Rôdeur comme Michel de Certeau, à la recherche d’indices comme le préconisait Carlo Ginzburg, accroupi à l’aplomb d’une haie de la campagne anglaise comme Constable ou spectateur arrivé après la bataille alors que le paysage a recouvert la tranchée comme Turner, Pierre Wat n’est pas aveuglé, comme Fabrice après Waterloo dans La Chartreuse de Parme, au contraire, il ouvre nos yeux.

Lorsqu’on le suit dans son cheminement, on rencontre la tragédie, celle du 19e siècle d’abord, celle des conquêtes, des guerres, des révolutions ou des empires faits et défaits, celle d’un premier ensauvagement de l’histoire où les hommes laissent des ruines derrière eux et des paysages en guerre, ceux par exemple de Delacroix ou de Goya « où la guerre ne fait plus que des vaincus ». Il faut exhumer les corps et fouiller les strates archéologiques de sols et de terrains détruits, délaissés et finalement retrouvés, en somme, toujours « marcher sur l’histoire ».

Avec le 20e siècle, Pierre Wat donne à voir des artistes pour lesquels le paysage permet d’exprimer l’innommable, mais aussi l’anéantissement sans traces et les événements sans témoins. Ces paysages où la mort a régné sont ici saisis à travers la photographie, le cinéma ou la peinture. Ce sont ceux de la Shoah (Roberto Frankenberg, Claude Lanzmann, les quatre photos prises par un Sonderkommando à Birkenau, Gerhard Richter) ou ceux du génocide rwandais (les collines désormais recouvertes d’une nature tenace photographiées par Alexis Cordesse).

Le voyage s’achève à Varsovie, ville martyre, à la fin des années 1940 ou à l’heure actuelle au moment où, l’auteur, sur les traces de sa famille, renoue les fils de l’Histoire et de son histoire.
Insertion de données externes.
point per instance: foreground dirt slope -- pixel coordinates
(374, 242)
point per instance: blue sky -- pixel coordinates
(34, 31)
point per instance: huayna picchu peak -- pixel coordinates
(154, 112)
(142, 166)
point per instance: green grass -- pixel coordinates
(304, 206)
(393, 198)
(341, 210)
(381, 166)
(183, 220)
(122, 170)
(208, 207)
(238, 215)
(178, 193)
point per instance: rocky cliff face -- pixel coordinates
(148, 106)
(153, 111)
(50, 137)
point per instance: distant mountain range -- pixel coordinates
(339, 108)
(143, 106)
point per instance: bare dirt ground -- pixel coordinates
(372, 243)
« La peinture de paysage [...] met au jour un rapport au monde qui n'est ni domination ni séparation : art de l'entre-deux-règnes, entre la nature sans l'homme et l'histoire humaine.»

L’auteur

Pierre Wat est professeur d’histoire de l’art à l’université Paris 1 Panthéon-Sorbonne. Spécialiste du romantisme, auteur de monographies consacrées à Pierre Buraglio, à Claude Viallat, il est aussi l’auteur de Constable (Hazan, 2002). Pierre Wat a également publié de nombreux textes sur la peinture moderne et contemporaine dont un essai remarqué, Turner. Menteur magnifique (Hazan, 2010) et une monographie sur le peintre Hans Hartung (Hazan, 2019).

Centrée, 1/3 largeur
Pierre Wat
Fermer Pierre Wat

Le jury

Pour l'édition 2018, le jury était composé de :

Jean-Jacques Aillagon Ancien ministre de la Culture, ancien président du Centre Pompidou, président de Pinault Collection

Laurence Bertrand Dorléac Historienne d’art, éditrice, universitaire, directrice, du Laboratoire Arts et société de Sciences-Po

Martin Bethenod Directeur délégué de la collection Pinault Paris et de son musée la Bourse de Commerce

Jean-Marie Borzeix Ancien directeur de France Culture

Jean de Loisy Président du Palais de Tokyo

Emmanuel Guigon Directeur du Musée Picasso de Barcelone

Brigitte Leal Directrice adjointe du Musée national d’Art moderne

Laurent Le Bon Président du Musée national Picasso à Paris

Alain Minc Président de AM Conseil, essayiste

Alfred Pacquement Ancien directeur du Musée national d’Art moderne

Marie-Karine Schaub Historienne et universitaire (université Paris-Est Créteil-Val de Marne)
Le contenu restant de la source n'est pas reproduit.